What our survey says about you


February 24, 2016 | Editorial | Volume 20 Issue 5
Dick Benner | Editor/Publisher

Canadian Mennonite provides a vital service by keeping the congregations informed on church life issues and trends.  It has a good balance on raising cutting edge questions.”

This is only one of the 442 (mostly positive) comments on how this publication is fulfilling its mission from the results of a recent independent readership survey. We want to thank everyone who participated in the survey, all 1,221 of you, which represents, according to our survey analyst, a phenomenal return at more than 10 percent of the total. Most surveys of this nature get a 3 percent return; 7 percent is considered exceptional.

Full survey results will be reported in a later edition. But first, we’d like to point out some parallels between who our readers are and what they said in answering our 42 questions and what we observe are the demographics and viewpoints of our 220 congregations across Canada.

Not surprising are the demographics of those answering. The largest group responding was age 66 and older. They are well educated with an above-average income. Doesn’t that track pretty well with the average congregation across Canada? We are an aging denomination—a generation that is well-informed and living a comfortable life.

This group does not see Canadian Mennonite as “owned” by Mennonite Church Canada, but by the congregations.  While this is not only very true, it is interesting that the notion of some  “independence” is understood by our main readership. While we are supportive of MC Canada and receive funding from it and the five area churches, we are free to critique and treat them as one voice of many across the church.

This older group sees us as a source of information about the congregations and a place to connect. This same group sees our purpose as “spiritual and inspirational.”

The 25- to 65-year-olds see us a place to challenge and discuss ideas. They discuss these issues mostly in personal conversations, rather than from the pulpit or in other leadership discourse.

Isn’t that what happens at the congregational level, too?  Don’t we come to church to feed our souls spiritually, to receive inspiration for our home/work/community lives during the week?  Don’t we look forward to connecting with our friends who, in large part, form our networks of small care groups and book clubs?  Isn’t this where we experience “community” like in no other setting?

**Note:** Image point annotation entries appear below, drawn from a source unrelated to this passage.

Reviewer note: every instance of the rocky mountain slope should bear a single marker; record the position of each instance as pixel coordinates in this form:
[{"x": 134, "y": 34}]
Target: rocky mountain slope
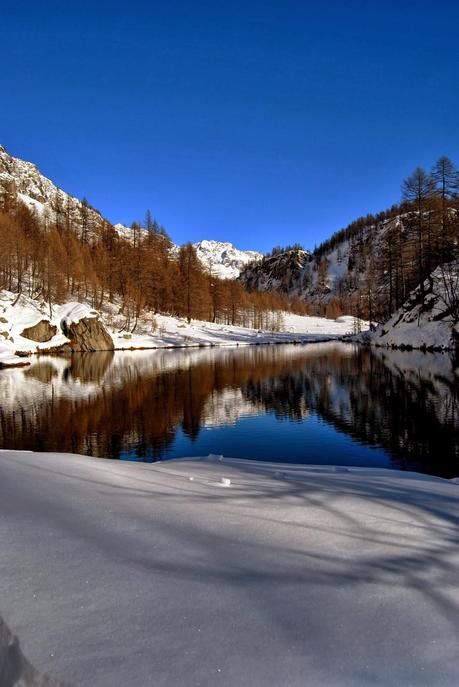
[
  {"x": 429, "y": 319},
  {"x": 224, "y": 259},
  {"x": 21, "y": 181}
]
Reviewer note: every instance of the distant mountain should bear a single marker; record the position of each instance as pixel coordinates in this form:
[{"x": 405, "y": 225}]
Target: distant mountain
[
  {"x": 22, "y": 181},
  {"x": 282, "y": 271},
  {"x": 224, "y": 260}
]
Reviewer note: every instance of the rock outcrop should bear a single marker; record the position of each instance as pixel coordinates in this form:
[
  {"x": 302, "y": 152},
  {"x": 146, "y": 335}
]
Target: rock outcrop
[
  {"x": 88, "y": 334},
  {"x": 41, "y": 332}
]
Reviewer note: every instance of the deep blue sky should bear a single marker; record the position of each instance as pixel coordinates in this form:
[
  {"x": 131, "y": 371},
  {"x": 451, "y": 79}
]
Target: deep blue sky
[{"x": 257, "y": 122}]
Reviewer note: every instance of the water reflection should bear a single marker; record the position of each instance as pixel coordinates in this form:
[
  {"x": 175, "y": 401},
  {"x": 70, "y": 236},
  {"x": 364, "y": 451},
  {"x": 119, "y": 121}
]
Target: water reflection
[{"x": 322, "y": 403}]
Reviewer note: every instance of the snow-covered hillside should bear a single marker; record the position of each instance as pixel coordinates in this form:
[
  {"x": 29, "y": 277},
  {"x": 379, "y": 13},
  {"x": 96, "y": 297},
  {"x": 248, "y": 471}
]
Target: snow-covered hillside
[
  {"x": 26, "y": 328},
  {"x": 430, "y": 316},
  {"x": 21, "y": 181},
  {"x": 282, "y": 271},
  {"x": 224, "y": 259},
  {"x": 229, "y": 572}
]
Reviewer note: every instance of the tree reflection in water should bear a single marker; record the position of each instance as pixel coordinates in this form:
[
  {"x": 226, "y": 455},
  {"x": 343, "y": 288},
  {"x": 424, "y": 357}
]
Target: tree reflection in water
[{"x": 135, "y": 404}]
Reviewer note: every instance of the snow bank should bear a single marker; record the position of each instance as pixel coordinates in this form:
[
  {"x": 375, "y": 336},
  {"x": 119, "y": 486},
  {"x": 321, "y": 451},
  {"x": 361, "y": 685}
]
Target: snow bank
[
  {"x": 153, "y": 331},
  {"x": 129, "y": 574},
  {"x": 427, "y": 318}
]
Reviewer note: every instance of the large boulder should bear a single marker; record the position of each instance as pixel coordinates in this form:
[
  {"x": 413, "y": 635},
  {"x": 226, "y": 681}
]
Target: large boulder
[
  {"x": 88, "y": 334},
  {"x": 42, "y": 331}
]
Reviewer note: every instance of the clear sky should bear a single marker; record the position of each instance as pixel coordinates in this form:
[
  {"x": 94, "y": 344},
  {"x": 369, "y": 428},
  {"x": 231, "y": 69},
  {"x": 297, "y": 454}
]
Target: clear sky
[{"x": 257, "y": 122}]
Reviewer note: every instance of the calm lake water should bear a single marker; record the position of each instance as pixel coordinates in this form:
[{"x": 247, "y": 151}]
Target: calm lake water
[{"x": 328, "y": 403}]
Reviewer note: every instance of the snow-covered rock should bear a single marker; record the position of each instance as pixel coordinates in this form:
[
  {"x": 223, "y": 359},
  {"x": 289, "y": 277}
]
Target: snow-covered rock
[
  {"x": 223, "y": 259},
  {"x": 282, "y": 271},
  {"x": 22, "y": 181},
  {"x": 122, "y": 573},
  {"x": 105, "y": 330}
]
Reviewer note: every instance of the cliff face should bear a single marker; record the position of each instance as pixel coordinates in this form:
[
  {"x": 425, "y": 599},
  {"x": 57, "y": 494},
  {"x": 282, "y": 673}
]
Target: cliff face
[{"x": 22, "y": 181}]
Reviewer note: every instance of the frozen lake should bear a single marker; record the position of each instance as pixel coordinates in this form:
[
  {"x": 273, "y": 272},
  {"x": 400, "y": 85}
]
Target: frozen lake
[{"x": 317, "y": 404}]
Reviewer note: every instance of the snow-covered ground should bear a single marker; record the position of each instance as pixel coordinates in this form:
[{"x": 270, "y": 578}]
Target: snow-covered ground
[
  {"x": 158, "y": 331},
  {"x": 428, "y": 319},
  {"x": 209, "y": 572}
]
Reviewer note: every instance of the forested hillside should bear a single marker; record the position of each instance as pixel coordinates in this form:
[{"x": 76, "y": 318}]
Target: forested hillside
[
  {"x": 370, "y": 267},
  {"x": 54, "y": 247}
]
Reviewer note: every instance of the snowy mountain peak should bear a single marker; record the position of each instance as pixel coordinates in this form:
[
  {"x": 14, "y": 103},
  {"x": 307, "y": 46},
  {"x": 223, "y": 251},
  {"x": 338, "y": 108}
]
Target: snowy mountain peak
[
  {"x": 223, "y": 258},
  {"x": 22, "y": 181}
]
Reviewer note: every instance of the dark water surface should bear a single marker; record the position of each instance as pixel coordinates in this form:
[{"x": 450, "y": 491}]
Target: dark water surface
[{"x": 319, "y": 404}]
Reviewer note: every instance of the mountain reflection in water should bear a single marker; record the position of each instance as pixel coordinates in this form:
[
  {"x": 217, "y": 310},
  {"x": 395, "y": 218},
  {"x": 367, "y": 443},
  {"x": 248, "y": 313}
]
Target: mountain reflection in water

In that sense, we are in sync with life at the congregational level and are hopefully enriching our collective spiritual lives together.  The magazine is said to be read from “cover to cover” by the 66-plus year-olds, while the younger age groups “skim through it quickly” and then read it more thoroughly later. “Overall, the magazine is well read,” says our analyst, and also well liked.

Isn’t that true in your congregation, too? The older group, many of whom are retired, take the time to absorb most of our content, while the younger group, busy with home, school and work, are more selective.

Most readers feel that while our current content is good, they are not looking for devotionals or information from leaders. They want it to maintain a “news feel.” What does that say about our congregations? “Is community” more important than preaching and worship? Or shall we say that gathering and friendship are just as important as spiritual formation?

While there is a “very low engagement level online,” according to our analyst, there is strong sentiment to keep the printed version of Canadian Mennonite. This is a surprising response, given that we have worked very hard in the last two years to beef up and improve our website. This response needs to be nuanced, however, because the number of responses were small from the younger group compared to those of the older group.

What the younger demographic wants to see, however, is striking. They are “very interested in more Christian and theological teaching in response to issues.”

While web survey respondents enjoy the discussion and letters, they want some “theology” to go along with it. This was the only group to articulate the desire for a stronger Anabaptist presence; others wished for more theological views, some from leaders, but not exclusively.

Finally, what does this say about what the age 45 group wants?  Is there a yearning in our congregations, too, for more Anabaptist teaching, more wrestling with the issues from the perspective of our spiritual roots?